Adaptive CL-BFGS Algorithms for Complex-Valued Neural Networks

Complex-valued limited-memory BFGS (CL-BFGS) algorithm is efficient for the training of complex-valued neural networks (CVNNs). As an important parameter, the memory size represents the number of saved vector pairs and would essentially affect the performance of the algorithm. However, the determination of a suitable memory size for the CL-BFGS algorithm remains challenging. To deal with this issue, an adaptive method is proposed in which the memory size is allowed to vary during the iteration process. Basically, at each iteration, with the help of multistep quasi-Newton method, an appropriate memory size is chosen from a variable set {1,2,..., M} by approximating complex Hessian matrix as close as possible. To reduce the computational complexity and ensure desired performance, the upper bound M is adjustable according to the moving average of memory sizes found in previous iterations.
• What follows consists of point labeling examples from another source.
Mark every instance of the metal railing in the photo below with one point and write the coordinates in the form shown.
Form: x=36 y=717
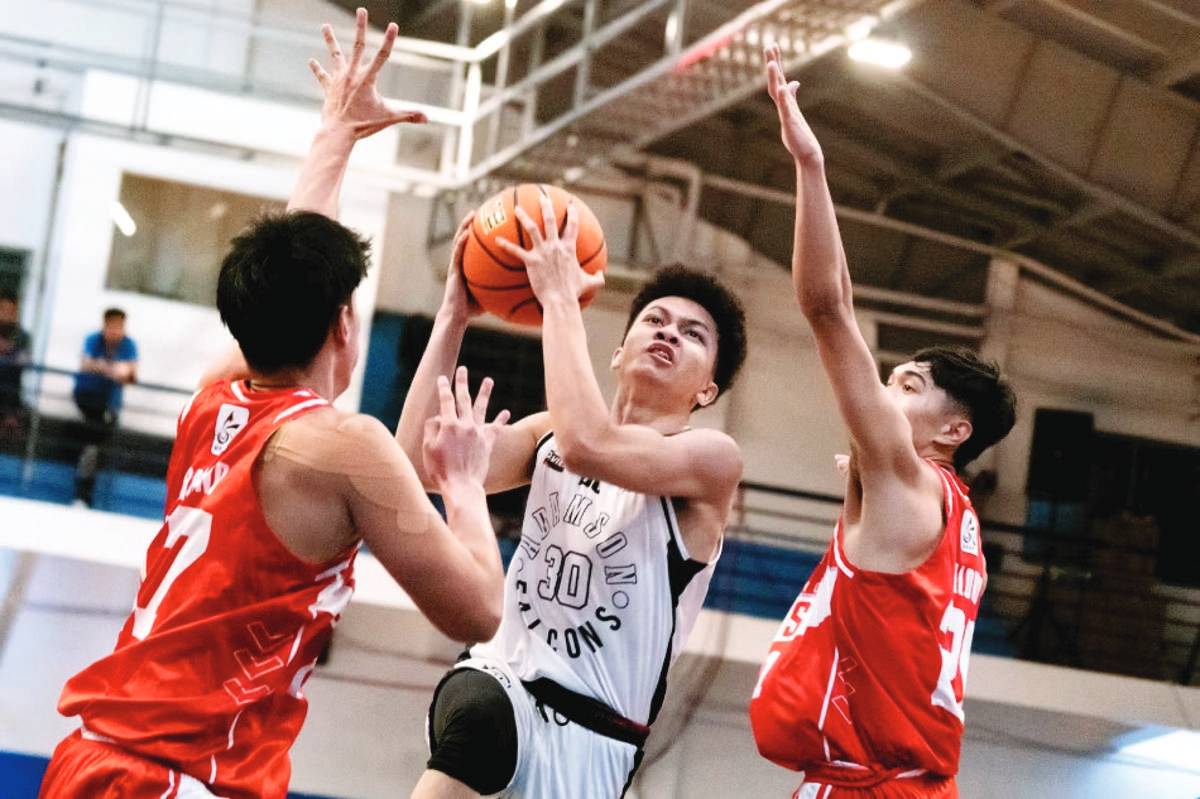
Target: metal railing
x=1086 y=600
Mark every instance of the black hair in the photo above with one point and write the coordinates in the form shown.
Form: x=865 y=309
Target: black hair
x=979 y=389
x=720 y=302
x=282 y=283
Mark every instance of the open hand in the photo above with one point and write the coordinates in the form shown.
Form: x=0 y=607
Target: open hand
x=795 y=130
x=352 y=100
x=459 y=442
x=551 y=260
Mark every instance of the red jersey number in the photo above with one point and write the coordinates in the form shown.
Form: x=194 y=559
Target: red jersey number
x=187 y=536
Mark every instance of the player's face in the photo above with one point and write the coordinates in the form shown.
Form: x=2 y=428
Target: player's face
x=929 y=409
x=113 y=330
x=672 y=341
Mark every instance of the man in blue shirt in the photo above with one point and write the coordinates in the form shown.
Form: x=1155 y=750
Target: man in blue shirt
x=109 y=361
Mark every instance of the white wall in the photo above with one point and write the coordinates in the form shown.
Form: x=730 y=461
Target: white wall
x=177 y=340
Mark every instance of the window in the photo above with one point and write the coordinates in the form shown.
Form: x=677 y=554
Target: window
x=169 y=238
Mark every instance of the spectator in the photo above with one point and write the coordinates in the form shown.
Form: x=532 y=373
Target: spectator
x=13 y=358
x=109 y=361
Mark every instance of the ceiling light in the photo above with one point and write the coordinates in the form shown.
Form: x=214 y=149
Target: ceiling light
x=881 y=52
x=1170 y=748
x=123 y=220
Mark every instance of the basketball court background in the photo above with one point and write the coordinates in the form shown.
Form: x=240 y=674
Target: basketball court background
x=1029 y=184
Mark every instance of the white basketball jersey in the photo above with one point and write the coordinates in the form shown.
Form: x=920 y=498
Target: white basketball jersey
x=600 y=594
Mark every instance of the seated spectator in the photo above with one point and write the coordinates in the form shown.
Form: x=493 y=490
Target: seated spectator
x=109 y=361
x=13 y=358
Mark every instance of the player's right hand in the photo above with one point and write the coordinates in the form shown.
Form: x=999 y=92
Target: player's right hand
x=459 y=440
x=352 y=101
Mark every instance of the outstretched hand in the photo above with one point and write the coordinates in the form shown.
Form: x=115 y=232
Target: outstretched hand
x=352 y=100
x=551 y=260
x=459 y=440
x=795 y=130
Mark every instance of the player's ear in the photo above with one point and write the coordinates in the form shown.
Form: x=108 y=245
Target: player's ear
x=707 y=395
x=616 y=359
x=343 y=324
x=954 y=432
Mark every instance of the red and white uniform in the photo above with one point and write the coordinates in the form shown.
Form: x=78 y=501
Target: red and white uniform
x=208 y=674
x=862 y=689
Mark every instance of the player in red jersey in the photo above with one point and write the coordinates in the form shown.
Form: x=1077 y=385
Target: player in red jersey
x=862 y=689
x=270 y=492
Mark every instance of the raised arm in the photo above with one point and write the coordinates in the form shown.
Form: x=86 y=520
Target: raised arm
x=353 y=110
x=821 y=278
x=450 y=569
x=513 y=454
x=701 y=464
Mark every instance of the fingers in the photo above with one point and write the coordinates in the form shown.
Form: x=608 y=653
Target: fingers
x=462 y=392
x=445 y=400
x=531 y=227
x=571 y=230
x=389 y=40
x=481 y=398
x=335 y=50
x=319 y=72
x=511 y=248
x=550 y=224
x=360 y=40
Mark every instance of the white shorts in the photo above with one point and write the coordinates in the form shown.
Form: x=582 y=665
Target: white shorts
x=556 y=757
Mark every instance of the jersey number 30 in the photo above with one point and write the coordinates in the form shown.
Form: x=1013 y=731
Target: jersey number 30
x=187 y=538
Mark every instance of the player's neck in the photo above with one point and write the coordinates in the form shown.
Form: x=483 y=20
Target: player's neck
x=319 y=382
x=647 y=408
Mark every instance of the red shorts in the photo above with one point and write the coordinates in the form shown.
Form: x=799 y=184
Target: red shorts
x=82 y=768
x=921 y=787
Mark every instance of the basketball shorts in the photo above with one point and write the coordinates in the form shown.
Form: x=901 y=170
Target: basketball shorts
x=927 y=786
x=486 y=731
x=88 y=767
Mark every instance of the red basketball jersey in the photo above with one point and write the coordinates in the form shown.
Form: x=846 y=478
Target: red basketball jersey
x=209 y=668
x=864 y=680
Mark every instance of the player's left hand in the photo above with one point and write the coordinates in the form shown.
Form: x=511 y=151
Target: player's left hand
x=798 y=137
x=551 y=260
x=352 y=101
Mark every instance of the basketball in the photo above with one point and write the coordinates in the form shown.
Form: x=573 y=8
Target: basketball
x=496 y=278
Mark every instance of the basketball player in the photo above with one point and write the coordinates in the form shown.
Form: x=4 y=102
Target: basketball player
x=622 y=529
x=862 y=690
x=270 y=492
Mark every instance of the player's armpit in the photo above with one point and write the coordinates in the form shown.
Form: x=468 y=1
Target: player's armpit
x=699 y=464
x=393 y=515
x=513 y=454
x=881 y=433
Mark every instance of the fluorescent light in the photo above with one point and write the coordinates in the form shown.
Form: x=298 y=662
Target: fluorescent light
x=1173 y=748
x=881 y=52
x=123 y=220
x=861 y=29
x=493 y=42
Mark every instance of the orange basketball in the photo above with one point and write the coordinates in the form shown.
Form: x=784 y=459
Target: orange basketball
x=496 y=278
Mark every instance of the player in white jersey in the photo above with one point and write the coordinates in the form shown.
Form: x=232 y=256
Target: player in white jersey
x=622 y=529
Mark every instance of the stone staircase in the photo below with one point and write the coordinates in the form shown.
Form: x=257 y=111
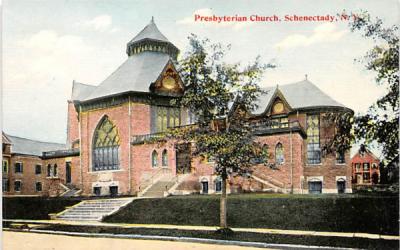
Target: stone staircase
x=93 y=210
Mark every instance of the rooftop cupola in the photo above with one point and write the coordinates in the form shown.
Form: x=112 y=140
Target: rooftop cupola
x=151 y=39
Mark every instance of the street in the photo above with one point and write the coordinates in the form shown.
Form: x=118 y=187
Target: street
x=34 y=241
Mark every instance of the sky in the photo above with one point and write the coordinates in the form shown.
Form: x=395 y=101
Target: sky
x=48 y=44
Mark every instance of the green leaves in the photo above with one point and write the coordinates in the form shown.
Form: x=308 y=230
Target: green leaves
x=213 y=88
x=381 y=122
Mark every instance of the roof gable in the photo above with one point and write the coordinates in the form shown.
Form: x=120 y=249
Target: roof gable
x=80 y=90
x=169 y=82
x=136 y=74
x=150 y=31
x=25 y=146
x=299 y=95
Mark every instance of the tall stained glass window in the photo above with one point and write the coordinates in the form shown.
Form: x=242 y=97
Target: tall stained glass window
x=313 y=140
x=106 y=146
x=279 y=157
The proposed adaptive CL-BFGS (ACL-BFGS) algorithm can be efficiently applied for the training of CVNNs. Moreover, it is suggested to take multiple memory sizes to construct the search direction, which further improves the performance of the ACL-BFGS algorithm. Experimental results on some benchmark problems including the pattern classification, complex function approximation, and nonlinear channel equalization problems are given to illustrate the advantages of the developed algorithms over some previous ones.